2. Phonics-first, System-led Approach
Instead of random content:
Sounds → Blends → Words → Sentences
Carefully sequenced progression
No jumping ahead, no gaps
This ensures actual reading ability, not memorization.
3. Visual Clarity System
Minimal UI, zero distractions
Color used for meaning, not decoration
Repetition in layout builds familiarity
Every screen answers: “What should I do next?”
4. Progress That Builds Confidence
Daily streaks are secondary
Mastery signals are primary
Examples:
Words decoded correctly
Sounds mastered
Reading fluency improving
Parents don’t see activity, they see growth
5. Parent-first Layer (Silent but Critical)
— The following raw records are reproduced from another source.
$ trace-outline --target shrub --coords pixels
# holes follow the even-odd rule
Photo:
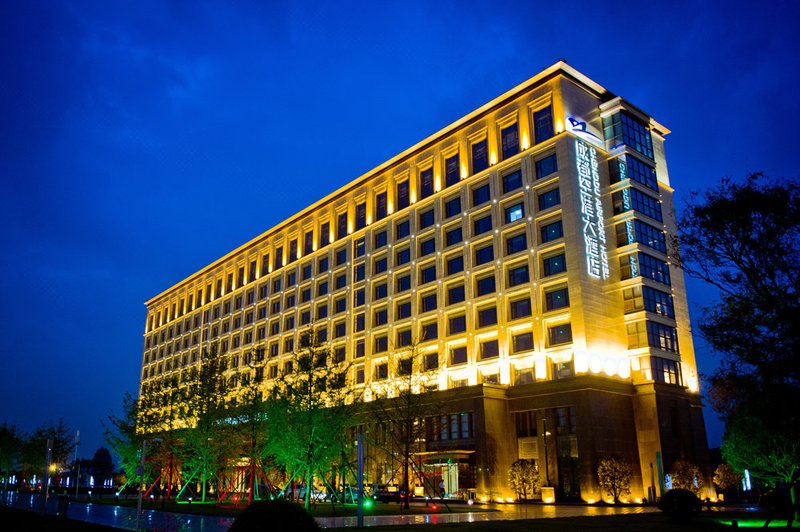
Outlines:
[[[601,460],[600,466],[597,468],[600,488],[615,503],[619,502],[620,497],[630,494],[632,476],[633,469],[631,469],[631,466],[615,456]]]
[[[302,507],[284,501],[258,501],[242,510],[228,532],[318,532],[319,525]]]
[[[658,508],[672,521],[689,521],[700,511],[700,499],[689,490],[669,490],[658,501]]]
Clear guidance on what the child is learning
No need to “teach”, just support
Builds trust without overwhelming them
Results & Impact:
Adoption: Strong early interest from parents looking for structured reading systems
Engagement: Kids complete daily sessions consistently when flow is predictable
Learning signal: Noticeable improvement in blending and word recognition within weeks
Return behavior: High repeat usage driven by routine, not rewards
Parent feedback:
“Now I know what my child is learning daily”
“This feels simple, not overwhelming”
Key insight:
Simplicity + structure > gamification
Lessons Learned:
Building Wiggler changed how I think about design.
1. Systems > Screens
Good UI doesn’t fix a broken learning flow.
The real product is the sequence, not the screen.
2. Constraints create clarity
Limited resources forced sharper decisions.
We cut features like gamification and AI early, and the product became stronger.
3. Kids expose bad design instantly
If something is confusing, they don’t try harder.
They just stop.
4. Engagement is a byproduct, not a feature
When learning feels clear and achievable, kids naturally continue.
5. Founder mindset changes design priorities
You don’t optimize for perfect visuals.
You optimize for:
speed of learning
retention
trust
6. Trust is the real product
Parents and teachers don’t care about features.
They care about: “Is this actually helping my child read?”